II. Le droit à l'oubli numérique post mortem

La contrainte liée à la nature de l'identité numérique réside dans le fait qu'elle est stockée, recopiée et enregistrée sur des supports immatériels de manière permanente, tout autant que si les informations étaient retranscrites au marqueur indélébile. Plus grave encore, les données personnelles qui la constituent sont disséminées par les vents du web comme les aigrettes d'un pissenlit.

Au fil des mois, la réflexion sur le droit à l'oubli numérique ne cesse de s'enrichir au niveau européen.
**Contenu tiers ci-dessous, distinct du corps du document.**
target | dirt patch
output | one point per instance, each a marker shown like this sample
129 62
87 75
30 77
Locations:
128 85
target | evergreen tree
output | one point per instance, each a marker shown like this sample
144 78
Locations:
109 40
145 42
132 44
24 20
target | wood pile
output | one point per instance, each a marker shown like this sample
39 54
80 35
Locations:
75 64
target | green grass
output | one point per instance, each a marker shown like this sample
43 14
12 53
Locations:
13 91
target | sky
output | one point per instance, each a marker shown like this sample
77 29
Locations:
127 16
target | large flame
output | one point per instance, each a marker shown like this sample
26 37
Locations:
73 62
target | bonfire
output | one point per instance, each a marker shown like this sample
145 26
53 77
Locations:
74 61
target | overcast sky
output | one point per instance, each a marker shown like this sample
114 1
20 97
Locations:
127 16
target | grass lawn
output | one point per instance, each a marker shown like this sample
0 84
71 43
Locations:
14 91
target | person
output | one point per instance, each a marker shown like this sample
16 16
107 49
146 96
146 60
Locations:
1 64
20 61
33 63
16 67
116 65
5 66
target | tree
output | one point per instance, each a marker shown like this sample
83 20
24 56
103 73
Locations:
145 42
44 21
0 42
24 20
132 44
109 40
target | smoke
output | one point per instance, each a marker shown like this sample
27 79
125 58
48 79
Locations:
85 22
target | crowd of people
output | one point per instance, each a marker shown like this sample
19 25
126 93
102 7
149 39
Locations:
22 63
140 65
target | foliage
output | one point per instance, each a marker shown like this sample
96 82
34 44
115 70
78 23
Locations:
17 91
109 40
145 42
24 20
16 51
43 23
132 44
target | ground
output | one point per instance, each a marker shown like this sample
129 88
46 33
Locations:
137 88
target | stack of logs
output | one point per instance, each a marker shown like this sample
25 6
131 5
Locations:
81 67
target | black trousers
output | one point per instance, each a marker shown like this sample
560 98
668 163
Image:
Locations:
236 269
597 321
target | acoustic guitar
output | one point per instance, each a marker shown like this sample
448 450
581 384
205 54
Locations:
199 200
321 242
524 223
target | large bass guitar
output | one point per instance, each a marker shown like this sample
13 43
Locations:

Les moteurs de recherche Google, Microsoft et Yahoo ! ont été conviés à se joindre à la réunion du groupe de travail Article 29 sur la protection des données (G29) (3) le 24 juillet 2014 à Bruxelles.

Les problématiques liées au déréférencement d'une personne vivante ont été examinées dans le but de déterminer des lignes directrices harmonisées au sein de l'Europe. Ces moteurs de recherche ont été interrogés sur leur manière de mettre en œuvre les principes de la directive européenne no 95/46/CE (4) et ceux de la Charte des droits fondamentaux de l'Union européenne (5) , suite à l'arrêt rendu par la Cour de justice de l'Union européenne (6) le 13 mai 2014.

Dans cette affaire, M. Consteja González avait introduit auprès de l'Agencia Española de Protección de Datos une réclamation à l'encontre de La Vanguardia Ediciones SL et, une autre, à l'encontre de Google Spain et de Google Inc. Il résultait d'une recherche par son nom des pages web du quotidien sur lesquelles figurait une annonce de vente aux enchères immobilières. En recouvrement de dettes de sécurité sociale, un créancier avait saisi et mis aux enchères un des biens de M. Consteja González qui estimait que la diffusion sur internet de ces informations lui causait un préjudice.

En son article 2 sous b), la directive susvisée précise que l'activité d'un moteur de recherche consistant à trouver des informations publiées ou placées sur internet par des tiers, à les indexer de manière automatique, à les stocker temporairement et, enfin, à les mettre à la disposition des internautes selon un ordre de préférence donnée doit être qualifiée de « traitement de données à caractère personnel », pour autant que ces informations contiennent des données à caractère personnel. En outre, le moteur de recherche doit être considéré comme le « responsable » dudit traitement selon le d) du même article.

Si la réclamation à l'encontre de La Vanguardia Ediciones SL a été rejetée au motif que la publication avait été ordonnée par le ministère du Travail et des Affaires sociales, la seconde a été accueillie favorablement. En effet, considéré comme responsable du traitement de ces données, le moteur de recherche est obligé, dans certaines conditions, de supprimer de la liste des résultats, affichée à la suite d'une recherche effectuée à partir du nom d'une personne, des liens vers des pages web, publiées par des tiers et contenant des informations relatives à cette personne.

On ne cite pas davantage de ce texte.